Two New York couples faces problems with sex and commitment. But Closer this is not: Trust the Man is slight, silly and somewhat soulless, a mixture of tidy stereotypes, off-the-wall mishaps and naff therapists.
More chick-lit than rom-com, the laughs are all pratfalls and sex-jokes. However, an excellent cast, led by Julianne Moore, Maggie Gyllenhaal and David Duchovny, manage to ensure things stay charming.
Tom (Duchovny) and Rebecca’s (Moore) marriage is on the rocks: she is a successful actress and he has quit his job to spend more time with the kids and internet pornography. Across town, Tobey (Crudup) and Elaine (Gyllenhaal), are reaching their seventh year, and seem to be stuck on hold. She wants a baby and a book-deal and he’s worried about death and finding a parking space. Both women try to work out what went wrong while the men avoid the issues: throw in a cute divorcee and some adventurous dating and things are bound to go wrong…
Writer-director Bart Freundlich’s film is a ragbag of ideas and one-liners. Characters come and go, some disappearing mid-strand without a trace. Sub-plots are set up but few survive through to the end. Even the title is fairly arbitrary and has little bearing on the film. We are left with numerous unanswered questions: what happened to Tom’s mistress, Tobey’s old flame or Elaine’s publisher? What is Rebecca’s problem anyway? Why does Elaine bother with Tobey at all?
Only by following a time-honoured formula – boy loses girl, boy embarrasses himself in public, there’s a wedding – does the film keep any sense of progress. Composed of about a million scenes each thirty second long, it’s like watching an entire season of Friends condensed into ninety minutes. Some sections are funny, some are touching, many are bizarre. There’s some Bridget Jones-style slapstick, and a whole shade of bluer comedy.
It is left to the cast to give this flimsy script any weight; but they do a good job. Moore and Duchovny have a tired disrespect for each other and the ever-widening gap in their marriage is well realised. With less to work with, Maggie Gyllenhaal still comes out sparkling, and the nice-but-drippy Elaine stays on the likeable side of shallow. All four leads show a flair for comedy and are at their wittiest in quick asides and sly glances. But in the end, the character’s motivations are shallow and cheap and the dramatic scenes feel more like misjudged comedy.
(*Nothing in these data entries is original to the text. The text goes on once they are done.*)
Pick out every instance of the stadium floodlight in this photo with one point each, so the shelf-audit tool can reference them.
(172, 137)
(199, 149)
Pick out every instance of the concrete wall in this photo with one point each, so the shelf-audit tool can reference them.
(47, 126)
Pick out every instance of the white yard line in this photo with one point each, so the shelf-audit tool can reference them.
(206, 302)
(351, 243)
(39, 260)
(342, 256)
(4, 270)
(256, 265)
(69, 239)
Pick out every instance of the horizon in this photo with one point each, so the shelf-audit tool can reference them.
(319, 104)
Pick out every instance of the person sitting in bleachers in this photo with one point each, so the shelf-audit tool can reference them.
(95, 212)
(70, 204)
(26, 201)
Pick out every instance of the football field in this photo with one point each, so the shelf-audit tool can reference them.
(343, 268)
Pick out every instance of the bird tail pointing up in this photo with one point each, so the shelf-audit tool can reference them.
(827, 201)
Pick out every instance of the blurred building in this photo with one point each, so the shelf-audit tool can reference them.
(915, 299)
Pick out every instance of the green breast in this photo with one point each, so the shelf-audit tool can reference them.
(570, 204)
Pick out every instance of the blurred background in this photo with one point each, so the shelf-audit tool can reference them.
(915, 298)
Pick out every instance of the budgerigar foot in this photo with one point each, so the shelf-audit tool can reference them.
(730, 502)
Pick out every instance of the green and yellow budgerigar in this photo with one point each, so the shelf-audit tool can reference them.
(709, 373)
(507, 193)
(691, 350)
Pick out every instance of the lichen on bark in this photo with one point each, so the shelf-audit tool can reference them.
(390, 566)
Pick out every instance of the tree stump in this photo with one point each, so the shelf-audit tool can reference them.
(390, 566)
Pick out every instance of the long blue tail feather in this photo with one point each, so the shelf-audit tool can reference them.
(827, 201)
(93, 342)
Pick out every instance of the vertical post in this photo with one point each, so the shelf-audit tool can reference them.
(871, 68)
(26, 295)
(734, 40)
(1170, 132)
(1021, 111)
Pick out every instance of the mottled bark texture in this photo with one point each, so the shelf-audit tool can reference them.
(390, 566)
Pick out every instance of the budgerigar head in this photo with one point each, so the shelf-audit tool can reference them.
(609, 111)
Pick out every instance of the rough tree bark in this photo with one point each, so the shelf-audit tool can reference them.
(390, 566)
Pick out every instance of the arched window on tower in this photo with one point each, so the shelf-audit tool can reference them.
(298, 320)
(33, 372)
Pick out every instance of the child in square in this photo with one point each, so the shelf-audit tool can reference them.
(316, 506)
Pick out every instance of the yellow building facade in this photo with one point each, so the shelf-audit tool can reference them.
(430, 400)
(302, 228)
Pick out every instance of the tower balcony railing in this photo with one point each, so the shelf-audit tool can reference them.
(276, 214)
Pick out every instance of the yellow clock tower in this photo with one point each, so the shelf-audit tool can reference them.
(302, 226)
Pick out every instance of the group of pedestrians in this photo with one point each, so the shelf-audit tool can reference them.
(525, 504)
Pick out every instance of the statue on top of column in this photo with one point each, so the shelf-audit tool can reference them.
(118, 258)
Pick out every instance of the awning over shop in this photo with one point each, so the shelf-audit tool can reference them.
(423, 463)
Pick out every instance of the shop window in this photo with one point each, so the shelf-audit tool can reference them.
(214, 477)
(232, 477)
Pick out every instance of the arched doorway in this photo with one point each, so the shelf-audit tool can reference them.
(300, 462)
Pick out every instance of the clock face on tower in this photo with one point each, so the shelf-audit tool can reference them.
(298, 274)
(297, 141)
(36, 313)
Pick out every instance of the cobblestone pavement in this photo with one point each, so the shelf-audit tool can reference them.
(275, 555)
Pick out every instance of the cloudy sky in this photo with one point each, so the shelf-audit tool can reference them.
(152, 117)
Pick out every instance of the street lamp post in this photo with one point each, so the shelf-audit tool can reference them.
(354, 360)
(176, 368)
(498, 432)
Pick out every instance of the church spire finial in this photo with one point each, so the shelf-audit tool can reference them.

The finale, in which the male figures realise their own ineptitude (despite Tom being a pretty good Dad), strives for the tone of High Fidelity but collapses under its own cod-psychology. “I don’t want to be a cold sarcastic blocked-off man anyone,” shouts Toby: never mind that he’s been warm (if immature) throughout, but it makes it sound like what Tobey wants is a sex-change rather than a girlfriend. The eventual happy ending is present and correct but neglects to address any of the character’s problems. We are left to rely on the incidental music for our sense of closure.
If Trust the Man were a book it would have a pink cover and a 2-for-1 sticker. It’s forgettable stuff, watchable only for Gyllenhaal and Duchovny having such a great time.